Vraag 49: Wat nut ons de hemelvaart van Christus?
Antw.: Ten eerste, dat Hij in den hemel voor het aangezicht zijns Vaders onze Voorspreker is.
Ten andere, dat wij ons vlees in den hemel tot een zeker pand hebben, dat Hij, als het Hoofd, ons, zijn lidmaten, ook tot zich zal nemen.
Ten derde, dat Hij ons zijn Geest tot een tegenpand zendt , door wiens kracht wij zoeken dat daarboven is, waar Christus is, zittende ter rechterhand Gods, en niet dat op de aarde is.
Zondag 18
(Wijze: Psalm 68)
Vers 1
Gij vaarde van der bergen top (Vraag 46.)
Nog zegenend ten hemel op.
Terwijl Uw jong'ren 't zagen.
Gij werd geheven door Gods kracht.
Door engelen reeds opgewacht.
Als op een wolk gedragen.
Gij zijt ons nu ten goede daar.
Eens komt Gij weer in ’t openbaar
Op ’s hemels witte wolken.
Ten oordeel levenden en doón.
Dan spreidt G’ Uw majesteit ten toon.
Ook voor de verste volken.
Vers 2
Ja, Christus, Gij zijt wel nabij (Vraag 47.)
En staat ons met Uw macht ter zij:
Uw Godheid zal niet wijken.
Uw majesteit, gena en Geest
Zijn altijd ons ter hulp geweest.
Zodat wij niet bezwijken
Maar naar Uw mens'lijke natuur
Was Uwe komst van korte duur.
Ging Gij ons weer verlaten.
Uw hemelvaart is geen gemis;
ik weet toch waar mijn Heiland is:
Het kan mij nu slechts baten.
Vers 3
Hij, in de hemel, bidt voor mij, (Vraag 49)
Dat maakt mij telkens wonderblij:
Hij pleit voor mij daarboven.
Hij is mij ook een zeker pand
Mijn vlees beërft het hemels land.
Om eeuwig God te loven.
Hij is ons Hoofd en waar ik zit;
Ik ben van Hem een heel klein lid;
Hij zal mij tot Zich trekken,
Opnemen in Zijn heerlijkheid,
En ondanks de vergank’lijkheid,
Mijn lichaam, schoon, verwekken.
Vers 4
Zijn Geest is ons ten tegen pand.
Nu zie ik ver: ik zie het land
Waar Christus is gezeten.
Ik zie Hem.
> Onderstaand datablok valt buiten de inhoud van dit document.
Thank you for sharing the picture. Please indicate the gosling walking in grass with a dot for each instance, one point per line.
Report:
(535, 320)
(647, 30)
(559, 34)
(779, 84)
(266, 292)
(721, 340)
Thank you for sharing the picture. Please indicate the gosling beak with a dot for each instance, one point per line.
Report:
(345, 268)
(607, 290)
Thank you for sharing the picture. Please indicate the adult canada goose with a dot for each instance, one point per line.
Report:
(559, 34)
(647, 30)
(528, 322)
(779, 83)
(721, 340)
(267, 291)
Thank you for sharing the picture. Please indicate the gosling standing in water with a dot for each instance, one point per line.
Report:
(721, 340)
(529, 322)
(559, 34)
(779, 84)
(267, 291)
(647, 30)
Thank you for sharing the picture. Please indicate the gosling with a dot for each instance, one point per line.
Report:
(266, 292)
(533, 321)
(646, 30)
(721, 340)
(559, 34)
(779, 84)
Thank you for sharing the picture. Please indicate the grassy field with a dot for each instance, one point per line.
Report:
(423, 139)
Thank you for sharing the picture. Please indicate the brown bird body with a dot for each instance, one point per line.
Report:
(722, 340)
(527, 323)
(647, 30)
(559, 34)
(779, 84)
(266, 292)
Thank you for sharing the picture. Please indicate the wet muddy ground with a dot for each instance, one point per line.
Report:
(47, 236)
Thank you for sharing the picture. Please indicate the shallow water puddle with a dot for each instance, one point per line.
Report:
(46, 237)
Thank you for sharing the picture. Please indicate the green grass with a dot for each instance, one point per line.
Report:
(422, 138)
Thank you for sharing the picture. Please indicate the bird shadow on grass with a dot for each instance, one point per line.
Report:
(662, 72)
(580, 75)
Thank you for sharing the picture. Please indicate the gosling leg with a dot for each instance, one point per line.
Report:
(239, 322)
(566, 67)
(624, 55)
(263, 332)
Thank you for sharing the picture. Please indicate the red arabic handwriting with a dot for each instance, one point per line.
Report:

Die te loven is;
Nu zoekt mijn hart wat boven is.
'k Mag Hem mijn Helper heten.
Ik zie Hem aan Gods rechterhand.
Zijn vlees is ons een zeker pand,
Nu gaat de aarde zinken.
Wat zijn haar schatten nog bij Hem?
Ik reis naar dat Jeruzalem,
Waar alles blij zal blinken.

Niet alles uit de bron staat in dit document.